Difficulty: D2 challenging
Elevation gain:
Key elevations: Summit 2367 m
Distance:
Time:
Season: Mid-July to August
Access: Poor 4WD for 2 km.
Map: 82F/14 Slocan

1. South Ridge.
Drive: F
rom Silverton, drive up the Silverton Creek FSR – 4WD in the last 2 km.
Route: Ascend through logging slash, a snow gully and loose rock to the south ridge, part of which is an impressive granite slab. A long route. (III,3,s).
FRA David Adams, Doug Ingram, Janice Isaac, Kim Kratky, Kevin Taylor, Fred Thiessen, 17/6/1979. The party descended a rock ridge to the west of the peak, that was much better than the ascent route.

2. West See Route 1, descent. A narrow, twisting ridge.
The ascent started at grid 852-263 with bushwhacking up to the west ridge, sometimes on slabs with vegetation. At 2100m, the ridge becomes narrow with gendarmes, cracks and ledges with vegetation, exposed. Near 2300m (about 865-257), traverse out onto the west face and climb Class 4 rock. Near the summit, move toward the north side of the west face and climb Class 4 slabs and blocks to the top.
To descend, retrace your route to a prominent notch in the west ridge (this is near the start of the scrambling as you descend, or near the end of the scrambling as you ascend). Rappel down a steep wall to the north from a large tooth on the ridge (sling). Go down Class 3 terrain to the talus slope and bushwhack out (better). (III,4).
FRA Doug Brown, Sandra McGuinness, 21/8/2010. 

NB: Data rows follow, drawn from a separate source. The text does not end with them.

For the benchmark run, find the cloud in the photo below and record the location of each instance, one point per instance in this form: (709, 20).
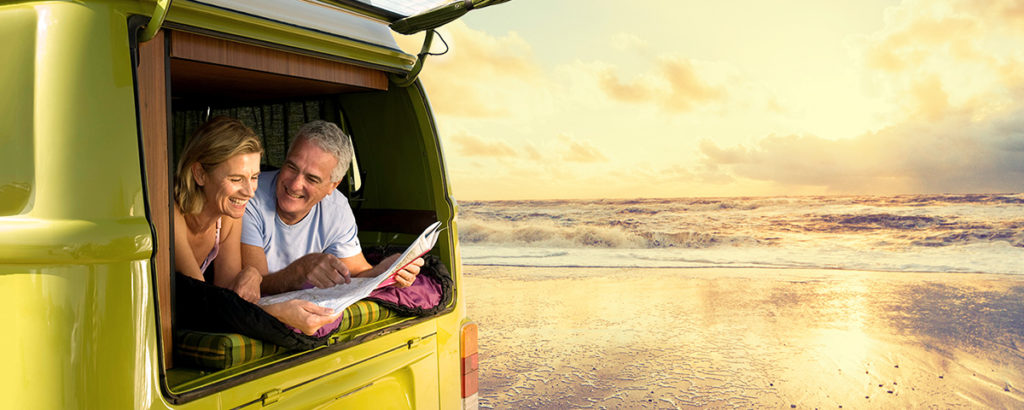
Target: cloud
(581, 151)
(481, 76)
(677, 85)
(627, 42)
(628, 92)
(688, 88)
(955, 73)
(475, 147)
(953, 154)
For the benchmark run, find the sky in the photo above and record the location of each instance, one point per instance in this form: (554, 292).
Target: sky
(666, 98)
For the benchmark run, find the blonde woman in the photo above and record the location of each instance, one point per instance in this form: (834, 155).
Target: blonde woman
(216, 176)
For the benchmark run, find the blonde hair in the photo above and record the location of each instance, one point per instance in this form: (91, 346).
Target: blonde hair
(215, 141)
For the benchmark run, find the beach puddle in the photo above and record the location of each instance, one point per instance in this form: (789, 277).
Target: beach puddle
(679, 338)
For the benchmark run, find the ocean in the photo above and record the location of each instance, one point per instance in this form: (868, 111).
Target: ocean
(781, 301)
(907, 233)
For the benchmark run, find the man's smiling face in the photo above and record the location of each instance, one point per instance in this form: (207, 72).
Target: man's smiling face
(304, 180)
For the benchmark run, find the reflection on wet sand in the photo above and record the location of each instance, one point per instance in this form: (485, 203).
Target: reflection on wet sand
(667, 338)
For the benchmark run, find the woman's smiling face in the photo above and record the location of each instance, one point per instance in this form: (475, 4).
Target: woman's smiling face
(228, 186)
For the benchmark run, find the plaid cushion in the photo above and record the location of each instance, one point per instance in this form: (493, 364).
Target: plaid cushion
(221, 351)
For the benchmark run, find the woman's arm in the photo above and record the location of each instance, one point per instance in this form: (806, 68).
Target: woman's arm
(184, 260)
(229, 274)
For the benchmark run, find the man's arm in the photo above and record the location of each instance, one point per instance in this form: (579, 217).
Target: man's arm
(321, 270)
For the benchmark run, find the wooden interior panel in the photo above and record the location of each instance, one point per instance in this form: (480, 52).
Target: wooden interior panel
(223, 52)
(153, 113)
(212, 83)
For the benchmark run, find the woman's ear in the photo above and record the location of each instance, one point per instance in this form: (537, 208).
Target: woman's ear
(199, 173)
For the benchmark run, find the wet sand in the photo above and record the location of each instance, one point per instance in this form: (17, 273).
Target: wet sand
(745, 337)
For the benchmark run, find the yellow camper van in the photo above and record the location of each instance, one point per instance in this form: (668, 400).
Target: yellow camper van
(98, 97)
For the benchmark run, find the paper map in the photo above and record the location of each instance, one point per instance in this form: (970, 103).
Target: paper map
(342, 295)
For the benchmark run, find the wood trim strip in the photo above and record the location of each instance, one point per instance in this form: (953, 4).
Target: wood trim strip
(208, 49)
(153, 115)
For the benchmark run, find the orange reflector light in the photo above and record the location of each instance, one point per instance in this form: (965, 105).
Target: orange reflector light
(470, 364)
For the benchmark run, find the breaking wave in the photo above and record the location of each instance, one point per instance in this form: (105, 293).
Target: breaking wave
(613, 236)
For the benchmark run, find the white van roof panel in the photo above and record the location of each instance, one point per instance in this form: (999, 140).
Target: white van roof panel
(403, 7)
(318, 16)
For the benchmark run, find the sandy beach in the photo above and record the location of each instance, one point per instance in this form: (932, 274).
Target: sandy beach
(572, 337)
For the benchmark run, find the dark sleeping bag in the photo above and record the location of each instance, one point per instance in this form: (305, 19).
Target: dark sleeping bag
(206, 308)
(200, 305)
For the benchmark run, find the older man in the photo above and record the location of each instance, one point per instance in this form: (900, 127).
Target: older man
(298, 229)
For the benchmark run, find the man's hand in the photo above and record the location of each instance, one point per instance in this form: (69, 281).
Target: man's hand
(302, 315)
(322, 270)
(404, 277)
(247, 284)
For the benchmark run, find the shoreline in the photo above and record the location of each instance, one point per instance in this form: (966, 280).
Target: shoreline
(1018, 277)
(592, 337)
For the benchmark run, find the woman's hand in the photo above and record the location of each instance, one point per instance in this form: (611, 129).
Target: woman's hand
(302, 315)
(404, 277)
(247, 284)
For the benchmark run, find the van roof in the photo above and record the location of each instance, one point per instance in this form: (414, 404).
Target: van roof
(363, 26)
(394, 9)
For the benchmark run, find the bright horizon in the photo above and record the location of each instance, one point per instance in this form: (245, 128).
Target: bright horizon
(589, 99)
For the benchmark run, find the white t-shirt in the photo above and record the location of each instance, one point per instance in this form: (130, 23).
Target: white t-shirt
(330, 228)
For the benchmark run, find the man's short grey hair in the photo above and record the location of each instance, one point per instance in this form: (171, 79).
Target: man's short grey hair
(329, 137)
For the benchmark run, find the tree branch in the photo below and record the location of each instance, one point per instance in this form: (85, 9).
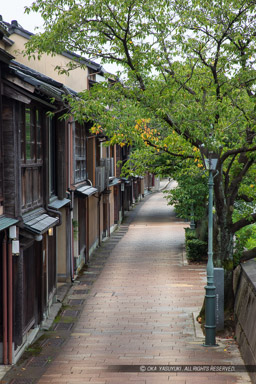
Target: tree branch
(243, 223)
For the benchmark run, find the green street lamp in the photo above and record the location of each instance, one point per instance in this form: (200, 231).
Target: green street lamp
(210, 295)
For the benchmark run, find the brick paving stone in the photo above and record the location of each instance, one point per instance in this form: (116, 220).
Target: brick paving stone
(138, 309)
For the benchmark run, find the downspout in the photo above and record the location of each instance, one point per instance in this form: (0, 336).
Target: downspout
(10, 302)
(55, 212)
(71, 251)
(99, 199)
(5, 321)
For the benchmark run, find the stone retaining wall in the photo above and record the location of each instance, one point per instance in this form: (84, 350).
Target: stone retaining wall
(245, 311)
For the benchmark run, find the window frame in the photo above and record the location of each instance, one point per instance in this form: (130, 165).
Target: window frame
(80, 154)
(31, 157)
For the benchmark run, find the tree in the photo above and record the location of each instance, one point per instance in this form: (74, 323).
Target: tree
(188, 74)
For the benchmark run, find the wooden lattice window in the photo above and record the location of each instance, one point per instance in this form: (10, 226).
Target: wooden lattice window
(80, 153)
(31, 158)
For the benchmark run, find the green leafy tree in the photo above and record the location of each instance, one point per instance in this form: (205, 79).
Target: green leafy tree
(188, 74)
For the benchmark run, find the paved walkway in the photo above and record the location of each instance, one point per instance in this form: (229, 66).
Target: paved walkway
(135, 313)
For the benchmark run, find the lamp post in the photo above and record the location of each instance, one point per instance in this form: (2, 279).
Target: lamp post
(210, 295)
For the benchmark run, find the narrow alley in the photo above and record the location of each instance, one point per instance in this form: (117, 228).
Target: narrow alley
(137, 311)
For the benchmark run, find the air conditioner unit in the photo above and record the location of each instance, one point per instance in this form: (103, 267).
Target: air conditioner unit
(100, 178)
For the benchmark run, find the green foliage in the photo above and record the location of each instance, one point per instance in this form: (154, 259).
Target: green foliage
(187, 86)
(189, 197)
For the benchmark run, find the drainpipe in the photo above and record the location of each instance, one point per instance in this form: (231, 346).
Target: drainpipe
(99, 199)
(10, 302)
(5, 331)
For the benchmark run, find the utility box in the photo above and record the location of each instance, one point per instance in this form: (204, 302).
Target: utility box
(219, 304)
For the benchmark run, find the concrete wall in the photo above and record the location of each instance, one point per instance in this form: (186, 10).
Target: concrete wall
(245, 312)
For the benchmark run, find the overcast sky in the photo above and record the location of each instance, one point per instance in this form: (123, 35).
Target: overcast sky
(14, 10)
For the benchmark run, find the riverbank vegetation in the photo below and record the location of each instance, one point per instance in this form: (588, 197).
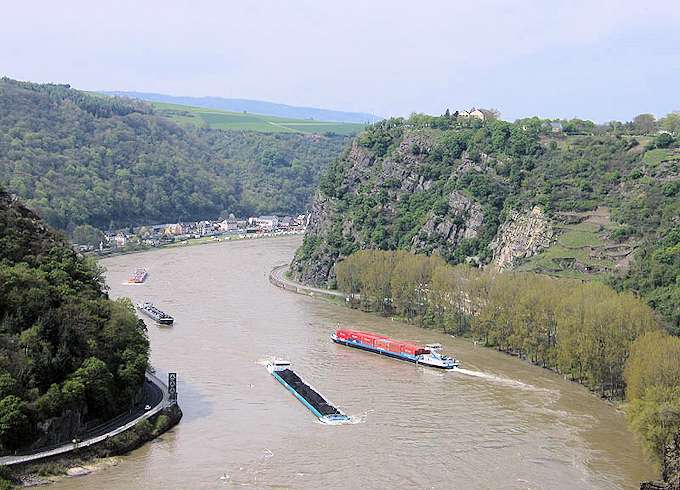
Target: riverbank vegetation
(609, 194)
(78, 158)
(69, 356)
(610, 341)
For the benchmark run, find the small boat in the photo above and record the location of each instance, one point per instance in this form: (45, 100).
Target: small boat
(155, 314)
(430, 355)
(138, 276)
(309, 397)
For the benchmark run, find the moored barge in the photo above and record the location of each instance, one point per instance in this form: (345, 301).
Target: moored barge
(155, 314)
(309, 397)
(429, 355)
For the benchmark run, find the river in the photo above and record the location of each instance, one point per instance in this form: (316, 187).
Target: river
(501, 423)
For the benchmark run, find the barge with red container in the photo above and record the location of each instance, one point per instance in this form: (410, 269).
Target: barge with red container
(428, 355)
(138, 276)
(309, 397)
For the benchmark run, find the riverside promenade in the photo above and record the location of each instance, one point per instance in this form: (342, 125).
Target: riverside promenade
(156, 396)
(278, 278)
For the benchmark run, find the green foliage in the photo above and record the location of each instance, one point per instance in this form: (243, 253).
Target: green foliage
(15, 428)
(584, 330)
(66, 346)
(108, 162)
(653, 390)
(408, 170)
(218, 119)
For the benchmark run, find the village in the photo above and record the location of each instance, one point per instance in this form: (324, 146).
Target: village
(185, 233)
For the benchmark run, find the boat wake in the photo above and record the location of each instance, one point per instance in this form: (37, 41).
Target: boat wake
(351, 420)
(497, 379)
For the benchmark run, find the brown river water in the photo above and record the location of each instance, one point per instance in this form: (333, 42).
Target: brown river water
(500, 423)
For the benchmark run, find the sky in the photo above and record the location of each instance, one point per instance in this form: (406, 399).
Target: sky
(599, 60)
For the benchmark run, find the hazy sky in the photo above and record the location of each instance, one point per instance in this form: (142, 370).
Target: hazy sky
(593, 59)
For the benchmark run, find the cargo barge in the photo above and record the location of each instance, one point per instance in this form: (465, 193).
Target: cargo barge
(406, 351)
(138, 276)
(310, 398)
(155, 314)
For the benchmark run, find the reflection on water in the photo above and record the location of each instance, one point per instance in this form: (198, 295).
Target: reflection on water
(496, 422)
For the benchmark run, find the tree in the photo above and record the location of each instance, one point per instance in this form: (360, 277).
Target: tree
(671, 122)
(14, 422)
(644, 123)
(664, 140)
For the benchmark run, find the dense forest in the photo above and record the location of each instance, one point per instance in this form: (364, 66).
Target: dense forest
(444, 185)
(612, 342)
(78, 158)
(69, 356)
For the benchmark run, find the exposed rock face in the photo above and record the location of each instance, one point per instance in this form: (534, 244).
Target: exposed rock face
(523, 235)
(463, 220)
(373, 189)
(320, 270)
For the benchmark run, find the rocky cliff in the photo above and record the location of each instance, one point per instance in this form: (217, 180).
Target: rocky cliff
(408, 191)
(501, 195)
(522, 235)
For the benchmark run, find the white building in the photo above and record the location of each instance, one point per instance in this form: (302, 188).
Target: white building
(228, 225)
(267, 222)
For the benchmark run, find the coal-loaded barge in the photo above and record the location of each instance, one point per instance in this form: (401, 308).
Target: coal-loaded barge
(155, 314)
(310, 398)
(406, 351)
(138, 276)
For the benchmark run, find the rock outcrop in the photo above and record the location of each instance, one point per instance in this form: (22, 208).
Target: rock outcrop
(372, 204)
(463, 220)
(523, 235)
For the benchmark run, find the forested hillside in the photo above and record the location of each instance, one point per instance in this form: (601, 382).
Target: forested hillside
(572, 200)
(69, 356)
(80, 158)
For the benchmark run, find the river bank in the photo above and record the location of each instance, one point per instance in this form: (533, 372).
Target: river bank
(193, 242)
(88, 459)
(503, 423)
(280, 277)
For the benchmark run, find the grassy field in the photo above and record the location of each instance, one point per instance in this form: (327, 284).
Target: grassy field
(253, 122)
(653, 158)
(570, 255)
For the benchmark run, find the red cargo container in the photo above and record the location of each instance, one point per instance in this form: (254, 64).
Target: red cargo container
(381, 343)
(394, 346)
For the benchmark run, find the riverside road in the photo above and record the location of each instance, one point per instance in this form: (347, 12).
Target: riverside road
(155, 396)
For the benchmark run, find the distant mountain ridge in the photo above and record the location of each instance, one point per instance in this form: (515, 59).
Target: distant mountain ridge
(254, 106)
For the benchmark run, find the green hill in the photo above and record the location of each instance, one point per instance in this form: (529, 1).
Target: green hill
(69, 356)
(81, 158)
(218, 119)
(585, 202)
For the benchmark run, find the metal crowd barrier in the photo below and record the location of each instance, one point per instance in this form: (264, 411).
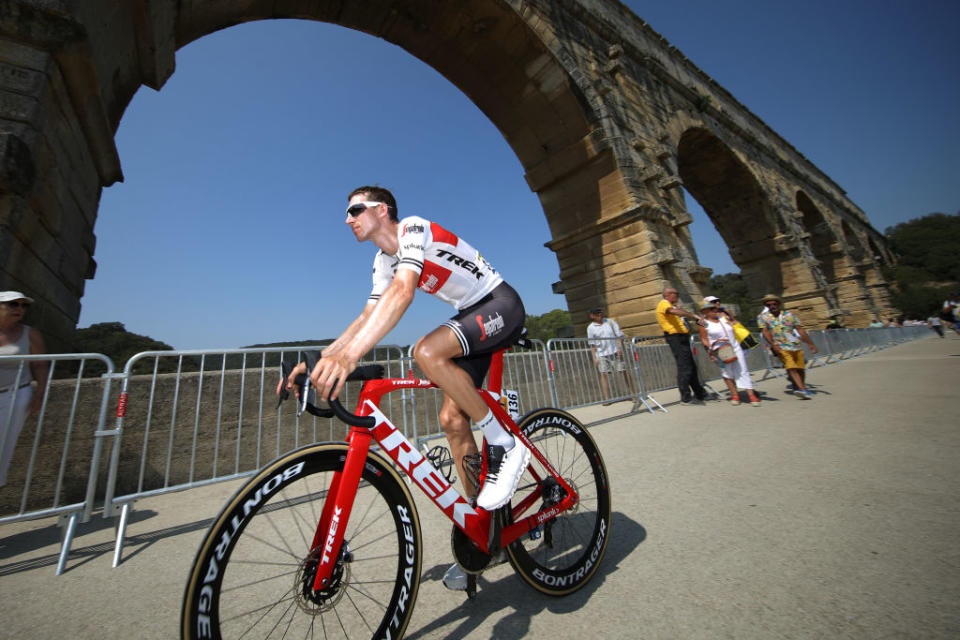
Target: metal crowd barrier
(577, 381)
(190, 418)
(221, 407)
(56, 461)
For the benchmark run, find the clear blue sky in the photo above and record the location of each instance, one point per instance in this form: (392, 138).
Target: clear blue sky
(228, 229)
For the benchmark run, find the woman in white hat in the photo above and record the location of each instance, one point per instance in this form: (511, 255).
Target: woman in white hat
(17, 397)
(717, 331)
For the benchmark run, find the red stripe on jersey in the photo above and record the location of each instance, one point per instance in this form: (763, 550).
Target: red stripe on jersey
(433, 277)
(442, 235)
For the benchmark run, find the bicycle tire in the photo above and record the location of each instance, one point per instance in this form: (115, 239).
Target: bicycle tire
(251, 572)
(570, 547)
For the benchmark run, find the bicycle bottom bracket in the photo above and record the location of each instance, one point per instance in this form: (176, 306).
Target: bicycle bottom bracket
(317, 601)
(468, 555)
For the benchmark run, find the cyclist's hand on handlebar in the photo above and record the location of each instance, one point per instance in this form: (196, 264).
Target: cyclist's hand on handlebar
(289, 381)
(330, 374)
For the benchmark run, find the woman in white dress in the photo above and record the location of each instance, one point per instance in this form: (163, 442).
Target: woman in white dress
(717, 331)
(17, 397)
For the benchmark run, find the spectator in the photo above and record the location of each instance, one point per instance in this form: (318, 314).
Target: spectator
(670, 317)
(17, 397)
(783, 333)
(604, 335)
(717, 331)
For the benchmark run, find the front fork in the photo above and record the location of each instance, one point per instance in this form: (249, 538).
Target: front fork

IT’S A LONG WAY HOME: CLIMBING THE WEST RICGE OF LONG MOUNTAIN by Sandra McGuiness 
At 2367 metres, Long Mountain isn’t a big mountain, but what it lacks in height, it makes up in length, covering almost 3 km of north-south running ridgelines festooned with gendarmes and spires. The only recorded climbing route is via the long south ridge. For a few years, Doug and I had been looking at climbing the long west ridge, a narrow, twisting ridge that runs west down to Silverton Creek and merges into the west face near the summit. But, it was 2010 before we eventually got up the courage to brave the lengthy 1000-metre bushwhack that would take us up the west ridge.
Unfortunately, Silverton Creek FSR has an impassable landslip at km 9, which lengthens this already long day.
At 7.45 on August 21, 2010, Doug and I set off hiking up Silverton Creek FSR to the base of the west ridge. The west ridge doesn’t become a ridge until about 1900 metres (6,300 feet), so a GPS is helpful to find the start. Particularly as the upper reaches of Silverton Creek FSR are covered by head-high alder and you can’t see anything anyway. After taking a couple of GPS readings at a couple of locations shy of the base of the ridge, we found ourselves on the south side of the creek that drains the basin immediately of the west ridge and could no longer delay the inevitable bushwhack.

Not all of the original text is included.